My friend Dave said to me recently that whatever anyone thought of social media, we human beings at this point in our evolution were not ready for these tools. Hard to argue, even for someone who makes part of his living teaching that very tool. Using social media as our primary source for both news and truth, we have arrived at a chaotic time in public discourse like people swept up in a mob who don’t quite know what we are doing. Or, why we are doing it. Or, what will become of all that private and personal information shared and shouted. We only know, as mob members, that everyone else is doing it; parts of it seem like entertainment; and we had better do it lest we miss out on something – that most modern of motivations.

I tell students and clients that one of the tenets of modern communications, especially social media, is that if you do not define your online voice, someone else will do it for you. Sure, they probably will anyway (see: Yelp). But, I remind them, you have to enter the arena to at least hear what is being said. I encourage its use broadly and pervasively, so even though I am not an active social media poster, I am connected to the ridiculous and deadly spectacle that happened in the American capital this past week in myriad ways. In a sense all of those in the social network are: the lurkers and the over-sharers. Not culpable, or guilty or anything, but not quite innocent either: we are responsible for how widely, vigorously and seriously we read. And, of course, we are responsible for what signs we hold over our head; and what weapons we bear in our arms. But the basic underlying algorithm that controls the news we unprepared-humans now are fed has made social media so dangerous that its standard bearer is being linked in legitimate publications to the machine that will destroy mankind.

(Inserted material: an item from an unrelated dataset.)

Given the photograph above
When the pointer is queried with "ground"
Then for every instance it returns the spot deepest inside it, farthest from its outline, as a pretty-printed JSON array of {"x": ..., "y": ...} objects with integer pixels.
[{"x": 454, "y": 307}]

Put simply, an algorithm is a specific set of instructions to solve a problem. Broadly speaking, social media algorithms find out what you like and then feed you more of it. This process is always been part of the internet experience: more cute than deep (endless cat videos), more seedy than dangerous (endless pornography), more annoying than threatening (endless spam). What has fundamentally changed is that now, mostly through Twitter and Facebook, we are fed not just larks or stimuli, we are fed news and truth.

Different truth, and different news according to what we already believe. News and truth, actually, that have specifically designed and delivered for us. News and truth that have been curated to please us and turn off our critical faculties. The Atlantic recently published an article called “Facebook is a Doomsday Device” that is both chilling and worth the read. This is what Dave meant. We are not prepared for these tools.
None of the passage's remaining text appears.